Qantas canceled nearly one in ten flights on the busy Sydney – Melbourne corridor in the six months to November 2019, according to Australian Government statistics. The route is one of the busiest in the world and Qantas operates up to 46 return services a day at 15-minute frequencies in peak times.
Trend continues in latest statistical release
But, following the revelation of an average monthly cancellation route of 8.15% in November, questions are being asked why the cancellation rate continues to be so high. While there have been some problems with smoke haze and poor visibility at both Melbourne and Sydney Airports, other airlines that ply the route have not had the same problem with cancellations.
Of the four airlines on the route, Qantas had the greatest propensity to cancel a flight in November 2019. According to Australia’s Department of Infrastructure, Transport, and Regional Economics (BITRE), 7.9% of Sydney bound flights were canceled in November and 8.3% of Melbourne bound flights were canceled in November, giving the airline an average cancellation rate of 8.1% across the route in November 2019.
In contrast, Virgin Australia had an average cancellation rate of 6.05% across the route in the same period, Jetstar had had an average cancellation rate of 6.9% and the much-maligned Tigerair had an average cancellation rate of 5.25%.
Qantas’ cancellation rate on this route significantly exceeds its November 2019 average of 3.2% across its domestic network. The Sydney – Melbourne corridor wasn’t Qantas’ worst performing route in November (Qantas canceled 11.55% of its flights on the Sydney – Port Macquarie corridor and 11.65% of its flights on the Sydney – Coffs Harbour corridor in the same month) but it is a poor performance for was is the key Australian domestic route.
Qantas says its not canceling flights for commercial reasons
The release of the latest statistics has revived chatter that Qantas is canceling flights because it hasn’t sold enough seats on them. It’s not a new theme. Earlier in 2019, reports circulated that Qantas was boosting load factors (and profits) on the Sydney – Melbourne route by canceling flights and moving passengers to other flights.
With such a high frequency of flights on this route, it is something Qantas can do easily enough. Taking a passenger of the 16:30 departure and putting them on the 16:45 departure is arguably a minor inconvenience for the passenger.

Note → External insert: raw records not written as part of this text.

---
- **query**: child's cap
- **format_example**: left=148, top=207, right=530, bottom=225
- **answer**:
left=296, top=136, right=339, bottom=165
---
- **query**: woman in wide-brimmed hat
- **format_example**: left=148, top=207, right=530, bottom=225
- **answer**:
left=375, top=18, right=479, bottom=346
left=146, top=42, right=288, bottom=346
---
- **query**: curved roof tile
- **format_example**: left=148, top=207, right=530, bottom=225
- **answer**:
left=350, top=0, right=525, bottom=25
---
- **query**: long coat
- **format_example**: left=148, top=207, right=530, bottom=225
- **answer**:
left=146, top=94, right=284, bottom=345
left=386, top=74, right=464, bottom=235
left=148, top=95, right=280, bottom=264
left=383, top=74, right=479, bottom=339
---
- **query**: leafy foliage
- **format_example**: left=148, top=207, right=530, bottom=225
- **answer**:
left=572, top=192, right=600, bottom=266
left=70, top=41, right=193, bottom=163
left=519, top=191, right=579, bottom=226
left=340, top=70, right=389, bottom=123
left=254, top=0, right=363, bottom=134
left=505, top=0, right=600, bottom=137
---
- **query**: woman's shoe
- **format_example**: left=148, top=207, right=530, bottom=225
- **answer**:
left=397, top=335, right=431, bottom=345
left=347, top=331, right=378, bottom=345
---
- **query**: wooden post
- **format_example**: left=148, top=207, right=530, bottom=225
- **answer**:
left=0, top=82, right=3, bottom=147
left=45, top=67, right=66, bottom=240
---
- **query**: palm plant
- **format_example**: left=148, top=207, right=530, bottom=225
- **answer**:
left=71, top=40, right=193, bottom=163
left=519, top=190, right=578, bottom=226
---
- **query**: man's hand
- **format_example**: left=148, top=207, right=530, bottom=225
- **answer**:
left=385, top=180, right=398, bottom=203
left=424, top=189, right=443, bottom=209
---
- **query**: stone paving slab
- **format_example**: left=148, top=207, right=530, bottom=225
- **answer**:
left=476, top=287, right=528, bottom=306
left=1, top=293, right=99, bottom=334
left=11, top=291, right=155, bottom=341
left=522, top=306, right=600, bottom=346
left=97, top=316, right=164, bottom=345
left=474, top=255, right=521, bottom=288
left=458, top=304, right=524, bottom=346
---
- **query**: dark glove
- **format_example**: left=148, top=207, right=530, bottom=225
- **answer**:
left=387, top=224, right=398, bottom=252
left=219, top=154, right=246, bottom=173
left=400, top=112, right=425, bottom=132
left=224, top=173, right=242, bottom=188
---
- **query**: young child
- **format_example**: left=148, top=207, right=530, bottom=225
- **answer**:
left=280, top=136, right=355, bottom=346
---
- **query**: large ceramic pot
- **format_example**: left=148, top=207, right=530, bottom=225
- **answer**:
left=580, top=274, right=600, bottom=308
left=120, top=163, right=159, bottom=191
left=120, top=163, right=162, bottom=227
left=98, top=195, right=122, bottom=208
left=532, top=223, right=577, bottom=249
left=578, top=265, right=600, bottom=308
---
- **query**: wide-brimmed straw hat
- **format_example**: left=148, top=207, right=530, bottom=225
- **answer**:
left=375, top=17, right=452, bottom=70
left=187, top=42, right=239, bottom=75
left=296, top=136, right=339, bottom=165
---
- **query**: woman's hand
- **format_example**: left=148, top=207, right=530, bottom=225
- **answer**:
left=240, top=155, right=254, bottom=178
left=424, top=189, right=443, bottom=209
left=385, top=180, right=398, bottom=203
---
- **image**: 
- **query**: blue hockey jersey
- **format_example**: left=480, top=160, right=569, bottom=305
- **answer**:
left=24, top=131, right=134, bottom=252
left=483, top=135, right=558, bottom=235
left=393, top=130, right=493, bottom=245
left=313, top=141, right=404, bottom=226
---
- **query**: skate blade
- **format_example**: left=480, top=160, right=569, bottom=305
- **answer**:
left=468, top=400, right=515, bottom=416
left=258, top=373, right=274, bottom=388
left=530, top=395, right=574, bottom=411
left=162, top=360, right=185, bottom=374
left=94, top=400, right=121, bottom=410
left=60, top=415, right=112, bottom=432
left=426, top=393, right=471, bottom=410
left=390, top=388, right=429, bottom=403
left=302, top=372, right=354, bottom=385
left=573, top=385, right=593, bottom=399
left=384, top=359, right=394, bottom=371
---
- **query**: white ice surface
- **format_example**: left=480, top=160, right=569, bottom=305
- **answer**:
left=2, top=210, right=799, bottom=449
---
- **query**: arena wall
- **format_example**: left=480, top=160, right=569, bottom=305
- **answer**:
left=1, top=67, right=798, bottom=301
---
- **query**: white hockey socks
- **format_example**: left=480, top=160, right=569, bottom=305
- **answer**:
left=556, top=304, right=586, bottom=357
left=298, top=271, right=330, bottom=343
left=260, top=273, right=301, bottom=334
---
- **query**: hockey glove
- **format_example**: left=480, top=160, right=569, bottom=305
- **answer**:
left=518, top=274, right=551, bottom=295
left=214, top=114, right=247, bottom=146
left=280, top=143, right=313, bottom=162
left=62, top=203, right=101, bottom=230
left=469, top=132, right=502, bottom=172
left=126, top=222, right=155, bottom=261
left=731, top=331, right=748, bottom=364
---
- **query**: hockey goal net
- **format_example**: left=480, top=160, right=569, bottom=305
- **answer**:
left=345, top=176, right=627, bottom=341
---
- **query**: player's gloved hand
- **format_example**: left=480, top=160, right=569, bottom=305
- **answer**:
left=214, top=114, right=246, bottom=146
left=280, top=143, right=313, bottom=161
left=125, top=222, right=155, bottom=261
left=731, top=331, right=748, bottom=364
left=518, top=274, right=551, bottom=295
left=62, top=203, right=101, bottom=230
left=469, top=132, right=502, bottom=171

Abnormally high cancellation rates on the Sydney – Melbourne corridor have persisted for much of 2019. For its part, Qantas adamantly denies it cancels flights for commercial reasons, only ever doing so for operational reasons.
Qantas says climate change a factor
In November 2019, Qantas Domestic Chief Executive, Andrew David, attributed climate change as a factor in cancellations. At the time, he cited issues with high winds at Sydney Airport, telling The Australian newspaper;
“We have seen wind velocities 34% higher than the average of the last 30 years, and it’s a prevailing westerly rather than the south-south-westerly we’ve seen in the past.”
Mr David said high wind strengths at Sydney Airport had led to a spate of cancellations and on time issues. Around the time he spoke, the impact of the bushfire haze was also beginning to be noticed at airports in Australia’s south-east.
Qantas says they don’t cancel flights for commercial reasons. Despite speculation to the contrary, Qantas has been quite clear about this. Exactly why so many flights are canceled can probably be attributed to a combination of factors – weather, smoke haze, and bona fide operational reasons. Because the frequency is so high on this route, Qantas can reschedule passengers with minimal inconvenience – this too is probably a contributing factor.
And January’s figures won’t be helped by the cancellation of some 130 flights in Melbourne yesterday (across all airlines) owing to bad weather.
Nonetheless, it is an interesting scenario when cut-price carrier Tigerair, widely perceived as happy to hit the cancellation button, has a lower rate of cancellations than Australia’s most expensively priced airline, not just on the Sydney – Melbourne corridor but across their wider respective domestic networks.